The _initialize method snapshots current files on startup so it does not reprocess existing content. Only files that appear after the watcher starts will trigger the callback.

Downloading Files

When a new file is detected, the callback typically downloads it:

from googleapiclient.http import MediaIoBaseDownload
import io

def download_file(service, file_id: str, output_path: str):
    request = service.files().get_media(fileId=file_id)
    with open(output_path, "wb") as f:
        downloader = MediaIoBaseDownload(f, request)
        done = False
        while not done:
            status, done = downloader.next_chunk()
            logging.info(f"Download progress: {int(status.progress() * 100)}%")

Triggering AI Workflows

Here is how I connect the watcher to my pipeline:

def on_new_file(file_info: dict):
    name = file_info["name"]
    file_id = file_info["id"]
    mime = file_info["mimeType"]

    local_path = f"/tmp/drive_downloads/{name}"
    download_file(service, file_id, local_path)

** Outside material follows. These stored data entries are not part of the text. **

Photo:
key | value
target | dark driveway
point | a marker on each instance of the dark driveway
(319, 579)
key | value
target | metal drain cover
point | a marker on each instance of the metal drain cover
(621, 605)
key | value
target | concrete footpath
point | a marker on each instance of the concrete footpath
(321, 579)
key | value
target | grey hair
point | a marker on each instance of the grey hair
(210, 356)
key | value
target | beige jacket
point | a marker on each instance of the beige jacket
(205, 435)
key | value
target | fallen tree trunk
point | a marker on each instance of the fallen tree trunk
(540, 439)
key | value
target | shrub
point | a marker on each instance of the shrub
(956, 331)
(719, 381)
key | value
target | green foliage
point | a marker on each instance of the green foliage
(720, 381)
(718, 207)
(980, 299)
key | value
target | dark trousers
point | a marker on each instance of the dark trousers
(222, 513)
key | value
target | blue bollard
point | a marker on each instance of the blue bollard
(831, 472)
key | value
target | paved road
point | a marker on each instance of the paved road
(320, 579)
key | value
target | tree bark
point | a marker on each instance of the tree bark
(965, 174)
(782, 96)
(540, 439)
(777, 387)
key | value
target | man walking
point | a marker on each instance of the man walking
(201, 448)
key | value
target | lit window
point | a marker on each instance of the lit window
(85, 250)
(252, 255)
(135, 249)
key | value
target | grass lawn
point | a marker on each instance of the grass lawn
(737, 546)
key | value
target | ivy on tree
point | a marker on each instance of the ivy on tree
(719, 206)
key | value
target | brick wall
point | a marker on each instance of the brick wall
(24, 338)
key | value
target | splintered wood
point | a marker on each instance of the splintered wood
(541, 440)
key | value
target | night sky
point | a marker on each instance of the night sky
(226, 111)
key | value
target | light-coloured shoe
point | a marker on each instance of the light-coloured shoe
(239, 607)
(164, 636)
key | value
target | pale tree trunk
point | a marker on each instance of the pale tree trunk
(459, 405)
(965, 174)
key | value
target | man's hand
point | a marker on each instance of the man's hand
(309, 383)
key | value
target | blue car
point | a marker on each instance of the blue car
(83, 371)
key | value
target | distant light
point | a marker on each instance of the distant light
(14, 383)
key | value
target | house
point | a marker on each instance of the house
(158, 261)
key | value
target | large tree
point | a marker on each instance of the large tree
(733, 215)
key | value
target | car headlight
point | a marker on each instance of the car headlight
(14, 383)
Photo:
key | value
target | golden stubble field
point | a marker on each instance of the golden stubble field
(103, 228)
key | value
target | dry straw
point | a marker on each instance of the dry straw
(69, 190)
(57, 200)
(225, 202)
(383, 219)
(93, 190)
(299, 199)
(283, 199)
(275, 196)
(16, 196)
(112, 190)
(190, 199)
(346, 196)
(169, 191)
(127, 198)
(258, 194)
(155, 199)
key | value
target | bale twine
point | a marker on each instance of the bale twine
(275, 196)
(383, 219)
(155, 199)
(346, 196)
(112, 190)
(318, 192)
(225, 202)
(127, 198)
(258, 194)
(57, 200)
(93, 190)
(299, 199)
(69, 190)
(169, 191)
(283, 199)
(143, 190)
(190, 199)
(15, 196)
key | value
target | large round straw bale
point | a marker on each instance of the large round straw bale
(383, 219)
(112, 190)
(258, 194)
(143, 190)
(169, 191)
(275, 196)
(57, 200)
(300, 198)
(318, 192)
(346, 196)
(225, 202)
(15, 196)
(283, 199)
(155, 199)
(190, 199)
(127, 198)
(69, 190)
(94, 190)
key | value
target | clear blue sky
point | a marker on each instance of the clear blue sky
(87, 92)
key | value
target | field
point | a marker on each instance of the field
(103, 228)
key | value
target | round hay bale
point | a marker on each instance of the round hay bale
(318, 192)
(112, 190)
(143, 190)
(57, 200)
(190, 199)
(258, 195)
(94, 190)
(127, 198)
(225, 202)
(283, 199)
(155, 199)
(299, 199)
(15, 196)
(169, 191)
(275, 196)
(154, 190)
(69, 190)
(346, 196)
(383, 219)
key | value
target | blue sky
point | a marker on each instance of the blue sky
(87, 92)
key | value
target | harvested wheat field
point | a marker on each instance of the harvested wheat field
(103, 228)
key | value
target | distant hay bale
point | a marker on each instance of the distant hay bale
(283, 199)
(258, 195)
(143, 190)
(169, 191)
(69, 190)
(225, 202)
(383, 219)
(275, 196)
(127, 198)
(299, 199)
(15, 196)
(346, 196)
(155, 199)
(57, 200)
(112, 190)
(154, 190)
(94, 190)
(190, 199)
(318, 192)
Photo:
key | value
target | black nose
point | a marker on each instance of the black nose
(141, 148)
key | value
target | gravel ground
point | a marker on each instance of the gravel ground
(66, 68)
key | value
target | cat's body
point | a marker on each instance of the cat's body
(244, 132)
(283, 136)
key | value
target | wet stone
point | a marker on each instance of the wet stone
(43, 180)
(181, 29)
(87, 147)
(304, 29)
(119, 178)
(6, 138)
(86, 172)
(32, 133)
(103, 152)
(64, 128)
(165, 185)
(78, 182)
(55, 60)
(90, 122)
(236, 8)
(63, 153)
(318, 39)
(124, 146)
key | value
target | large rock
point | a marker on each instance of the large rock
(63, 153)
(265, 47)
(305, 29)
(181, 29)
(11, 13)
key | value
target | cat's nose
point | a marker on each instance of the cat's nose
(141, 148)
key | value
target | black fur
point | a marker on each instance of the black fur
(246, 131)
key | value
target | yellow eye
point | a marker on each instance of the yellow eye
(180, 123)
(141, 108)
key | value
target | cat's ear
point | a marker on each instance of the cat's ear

    if mime.startswith("audio/"):
        process_audio(local_path)
    elif mime.startswith("image/"):
        process_image(local_path)
    elif mime == "application/pdf":
        process_document(local_path)
    else:
        logging.warning(f"Unsupported file type: {mime}")

watcher = DriveWatcher(service, FOLDER_ID, on_new_file)
watcher.run(interval=60)

The callback routes files to different processing functions based on MIME type. Audio files go to the transcription pipeline, images to the thumbnail generator, and PDFs to the document analysis workflow.

Production Hardening

For reliable operation, I added several improvements:

Persistence: Save known file IDs to a JSON file so the watcher survives restarts without reprocessing
Error recovery: Wrap the callback in try/except and send Telegram alerts on failure
Deduplication: Check if a file has already been processed before downloading
PM2 management: Run the watcher as a PM2 process for automatic restarts

Alternatives Considered

Google Drive push notifications via webhooks would be more efficient than polling, but they require a publicly accessible HTTPS endpoint and webhook verification. For a server behind a firewall or without a domain, polling is simpler and perfectly adequate at 60-second intervals. The API quota cost is negligible.

For more complex workflows, consider using Google Cloud Functions triggered by Drive events. But for a single-folder watcher, the polling approach is the right level of complexity.